There will be a moderated Q&A session with the panel, and we encourage you to submit questions in advance through the registration link.
Top 3 questions from 21 October 2022 webinar:
Question 1 - When a worker is positive are they still required to isolate 7 days and return only if no symptoms?
Workers that test positive should not attend a high risk setting, such as residential aged care homes for at least 7 days or until they no longer have any symptoms.
As there are no longer isolation requirements the AHPPC advice is if you test positive for COVID-19, you should stay home, report your test to your state or territory so you can access support and care, avoid attending high-risk places like aged and disability care facilities or hospitals, and wear a mask if you have to go out.
Question 2 – Does the 7 days isolation apply to home care and community care providers?
The AHPPC advice is if you test positive for COVID-19, you should stay home, report your test to your state or territory so you can access support and care, avoid attending high-risk places like aged and disability care facilities or hospitals, and wear a mask if you have to go out.
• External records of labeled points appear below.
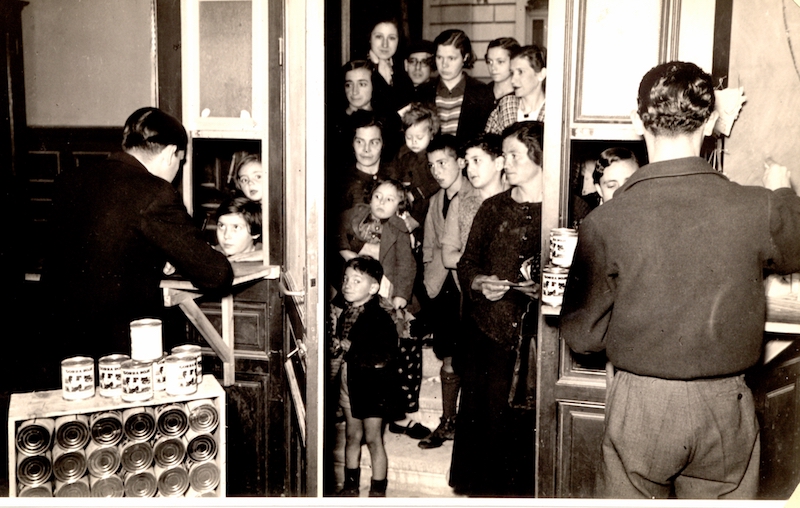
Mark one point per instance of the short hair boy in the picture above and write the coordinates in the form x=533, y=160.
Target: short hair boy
x=668, y=280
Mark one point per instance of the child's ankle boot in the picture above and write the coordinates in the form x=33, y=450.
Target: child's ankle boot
x=378, y=488
x=352, y=478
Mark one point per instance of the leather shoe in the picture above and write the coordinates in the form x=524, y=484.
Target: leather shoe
x=414, y=430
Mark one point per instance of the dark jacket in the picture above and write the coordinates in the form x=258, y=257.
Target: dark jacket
x=475, y=110
x=396, y=256
x=114, y=228
x=668, y=276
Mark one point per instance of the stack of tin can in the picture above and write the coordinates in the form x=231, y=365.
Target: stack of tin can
x=166, y=450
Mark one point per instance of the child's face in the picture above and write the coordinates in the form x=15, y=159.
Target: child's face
x=418, y=67
x=233, y=234
x=524, y=78
x=499, y=64
x=482, y=169
x=358, y=88
x=368, y=144
x=614, y=176
x=444, y=168
x=357, y=287
x=449, y=62
x=418, y=136
x=385, y=201
x=249, y=178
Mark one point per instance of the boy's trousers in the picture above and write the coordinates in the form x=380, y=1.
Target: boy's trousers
x=695, y=439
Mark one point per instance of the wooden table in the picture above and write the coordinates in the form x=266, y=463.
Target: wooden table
x=181, y=292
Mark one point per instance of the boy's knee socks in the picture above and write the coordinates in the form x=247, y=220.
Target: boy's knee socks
x=378, y=488
x=451, y=383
While people do not need to isolate in their homes, we recommend older people who are COVID positive and living in their own home continue to limit their interaction with other older people to minimise the risk of transmission. We recommend this so a COVID positive person does not spread infection to other older Australians.
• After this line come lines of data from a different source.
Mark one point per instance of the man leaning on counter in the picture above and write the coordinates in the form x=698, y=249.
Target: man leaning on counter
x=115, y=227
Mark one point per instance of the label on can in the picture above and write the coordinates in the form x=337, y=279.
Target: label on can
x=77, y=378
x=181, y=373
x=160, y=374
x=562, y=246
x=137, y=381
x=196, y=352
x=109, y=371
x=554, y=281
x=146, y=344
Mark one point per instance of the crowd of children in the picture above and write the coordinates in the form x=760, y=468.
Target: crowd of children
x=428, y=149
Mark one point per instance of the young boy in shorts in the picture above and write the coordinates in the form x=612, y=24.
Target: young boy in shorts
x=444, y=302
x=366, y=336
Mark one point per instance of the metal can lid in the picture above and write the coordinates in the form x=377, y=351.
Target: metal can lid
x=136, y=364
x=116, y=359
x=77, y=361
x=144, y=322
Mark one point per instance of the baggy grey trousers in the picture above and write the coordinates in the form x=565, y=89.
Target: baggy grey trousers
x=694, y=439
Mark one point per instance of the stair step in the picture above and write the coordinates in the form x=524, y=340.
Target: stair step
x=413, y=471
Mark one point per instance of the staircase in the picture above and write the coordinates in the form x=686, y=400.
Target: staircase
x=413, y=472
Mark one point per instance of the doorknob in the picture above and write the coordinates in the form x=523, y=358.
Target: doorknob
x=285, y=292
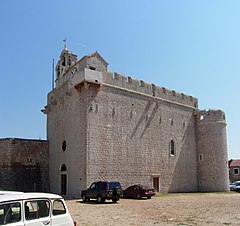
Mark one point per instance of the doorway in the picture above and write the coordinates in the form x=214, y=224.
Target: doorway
x=63, y=184
x=156, y=183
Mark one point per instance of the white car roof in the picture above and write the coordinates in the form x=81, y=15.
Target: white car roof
x=11, y=196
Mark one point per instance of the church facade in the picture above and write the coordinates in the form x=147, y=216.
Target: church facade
x=106, y=126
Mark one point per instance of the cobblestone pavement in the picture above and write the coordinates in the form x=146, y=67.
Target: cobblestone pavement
x=165, y=209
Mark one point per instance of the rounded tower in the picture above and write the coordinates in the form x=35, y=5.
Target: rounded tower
x=212, y=151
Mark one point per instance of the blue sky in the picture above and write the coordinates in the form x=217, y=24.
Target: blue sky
x=189, y=46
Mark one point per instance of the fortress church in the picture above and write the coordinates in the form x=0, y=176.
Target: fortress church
x=106, y=126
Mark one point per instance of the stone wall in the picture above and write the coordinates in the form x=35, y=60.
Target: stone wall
x=129, y=137
x=24, y=164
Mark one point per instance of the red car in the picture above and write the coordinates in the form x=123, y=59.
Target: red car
x=138, y=191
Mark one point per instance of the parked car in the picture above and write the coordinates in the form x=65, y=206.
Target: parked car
x=138, y=191
x=237, y=188
x=34, y=209
x=103, y=190
x=233, y=185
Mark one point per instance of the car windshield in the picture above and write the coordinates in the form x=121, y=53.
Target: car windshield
x=113, y=185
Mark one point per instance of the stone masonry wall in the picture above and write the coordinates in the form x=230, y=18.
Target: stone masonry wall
x=24, y=164
x=129, y=138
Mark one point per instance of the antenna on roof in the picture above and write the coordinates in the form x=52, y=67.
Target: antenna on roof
x=65, y=43
x=53, y=75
All aged care providers and workers in residential aged care and in-home care settings are expected to maintain existing IPC measures. It is recommended that workers who test positive for COVID-19 should not attend the workplace for at least 7 days or until they no longer have any symptoms, even if more than 7 days. This includes workers who provide close personal care to older people in their homes or the community.
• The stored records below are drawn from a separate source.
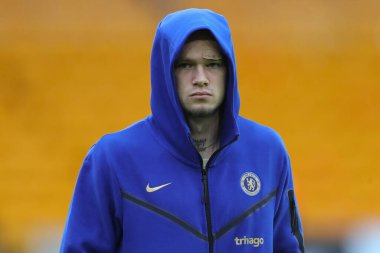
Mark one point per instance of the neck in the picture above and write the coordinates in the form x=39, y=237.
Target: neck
x=205, y=134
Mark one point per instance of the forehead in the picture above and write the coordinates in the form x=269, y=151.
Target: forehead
x=201, y=48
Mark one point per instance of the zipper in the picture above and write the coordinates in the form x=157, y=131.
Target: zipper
x=206, y=195
x=206, y=200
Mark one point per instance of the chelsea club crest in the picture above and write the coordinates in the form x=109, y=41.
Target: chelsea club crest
x=250, y=183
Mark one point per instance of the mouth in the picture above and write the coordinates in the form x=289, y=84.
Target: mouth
x=200, y=94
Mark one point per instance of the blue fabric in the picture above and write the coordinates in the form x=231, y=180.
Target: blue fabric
x=112, y=211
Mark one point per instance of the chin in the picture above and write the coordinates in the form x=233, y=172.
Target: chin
x=201, y=112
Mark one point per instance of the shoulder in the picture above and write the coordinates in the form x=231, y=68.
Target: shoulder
x=124, y=139
x=253, y=132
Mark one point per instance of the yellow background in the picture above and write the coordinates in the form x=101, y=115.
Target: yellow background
x=71, y=71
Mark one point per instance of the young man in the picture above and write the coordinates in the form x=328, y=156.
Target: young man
x=194, y=176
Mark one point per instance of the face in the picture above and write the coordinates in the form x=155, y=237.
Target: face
x=200, y=74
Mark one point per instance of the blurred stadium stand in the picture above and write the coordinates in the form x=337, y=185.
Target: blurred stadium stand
x=71, y=71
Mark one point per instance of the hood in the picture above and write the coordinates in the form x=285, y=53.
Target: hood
x=167, y=115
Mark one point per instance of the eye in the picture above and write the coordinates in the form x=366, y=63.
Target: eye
x=215, y=65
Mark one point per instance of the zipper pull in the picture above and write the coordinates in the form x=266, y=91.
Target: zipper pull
x=205, y=185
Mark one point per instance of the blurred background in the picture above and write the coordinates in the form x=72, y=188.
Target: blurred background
x=72, y=71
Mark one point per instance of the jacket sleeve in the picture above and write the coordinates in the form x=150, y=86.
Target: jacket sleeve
x=93, y=223
x=288, y=235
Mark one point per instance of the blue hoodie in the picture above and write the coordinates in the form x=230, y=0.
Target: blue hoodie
x=143, y=189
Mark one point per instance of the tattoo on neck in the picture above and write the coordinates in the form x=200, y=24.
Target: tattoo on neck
x=200, y=143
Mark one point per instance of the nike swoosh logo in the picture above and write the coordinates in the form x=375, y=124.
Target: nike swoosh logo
x=153, y=189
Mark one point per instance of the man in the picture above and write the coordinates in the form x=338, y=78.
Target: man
x=194, y=176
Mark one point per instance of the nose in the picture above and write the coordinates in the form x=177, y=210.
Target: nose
x=200, y=77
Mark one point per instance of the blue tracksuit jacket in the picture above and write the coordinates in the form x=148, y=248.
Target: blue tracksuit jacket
x=143, y=189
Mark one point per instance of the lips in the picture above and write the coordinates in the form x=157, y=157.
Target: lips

Question 3 – Are we still required to temperature check residents and test upon return from leave or hospital?
Screening staff, visitors and residents is an important aspect of infection prevention and control, including when residents return from social outings or hospital admissions. State and territory health departments have moved away from temperatures checks as part of the screening process, with RAT testing of residents, staff and visitors being encouraged. The Department continues to provide RAT kits on a weekly basis to be used for screening purposes.
We encourage residential aged care homes to exercise judgement, don’t take unnecessary risks but lean towards what is going to reinstate the resident or care recipient into more normal activities as soon as you consider they are no longer vulnerable or no longer present a risk to others. Temperature checking should be conducted when considered appropriate as part of ordinary care.